MLPA Initiative Background:

The Marine Life Protection Act (MLPA) is a law, signed by Governor Gray Davis in 1999, designed to create a network of marine protected areas off the California Coast. However, Governor Arnold Schwarzenegger in 2004 created the privately-funded MLPA "Initiative" to "implement" the law, effectively eviscerating the MLPA.

The "marine protected areas" created under the MLPA Initiative fail to protect the ocean from oil spills and drilling, water pollution, military testing, wave and wind energy projects, corporate aquaculture and all other uses of the ocean other than fishing and gathering.

The MLPA Blue Ribbon Task Forces that oversaw the implementation of "marine protected areas" included a big oil lobbyist, marina developer, real estate executive and other individuals with numerous conflicts of interest. Catherine Reheis Boyd, the president of the Western States Petroleum Association who is pushing for new oil drilling off the California coast, served as the chair of the MLPA Blue Ribbon Task Force for the South Coast.

The MLPA Initiative operated through a controversial private/public "partnership funded by the shadowy Resources Legacy Fund Foundation.
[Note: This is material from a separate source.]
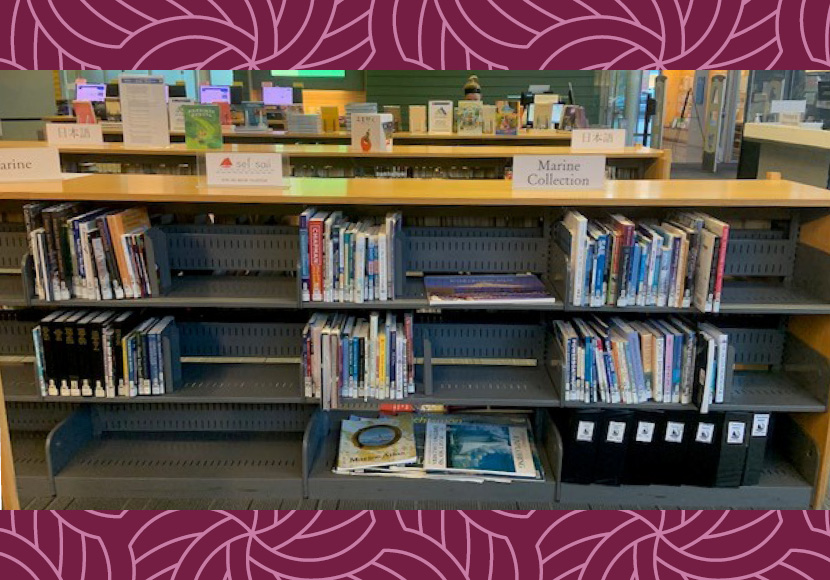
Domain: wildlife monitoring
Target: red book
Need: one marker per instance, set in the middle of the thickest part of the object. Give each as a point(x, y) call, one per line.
point(315, 254)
The Schwarzenegger administration, under intense criticism by grassroots environmentalists, fishermen and Tribal members, authorized the implementation of marine protected areas under the initiative through a Memorandum of Understanding (MOU) between the foundation and the California Department of Fish and Game (DFG).

Tribal members, fishermen, grassroots environmentalists, human rights advocates and civil liberties activists have slammed the MLPA Initiative for the violation of numerous state, federal and international laws. Critics charge that the initiative, privatized by Governor Arnold Schwarzenegger in 2004, has violated the Bagley-Keene Open Meetings Act, Brown Act, California Administrative Procedures Act, American Indian Religious Freedom Act and UN Declaration on the Rights of Indigenous Peoples.

MLPA and state officials refused to appoint any tribal scientists to the MLPA Science Advisory Team (SAT), in spite of the fact that the Yurok Tribe alone has a Fisheries Department with over 70 staff members during the peak fishing season, including many scientists. The MLPA Blue Ribbon Task Force also didn't include any tribal representatives until 2010 when one was finally appointed to the panel.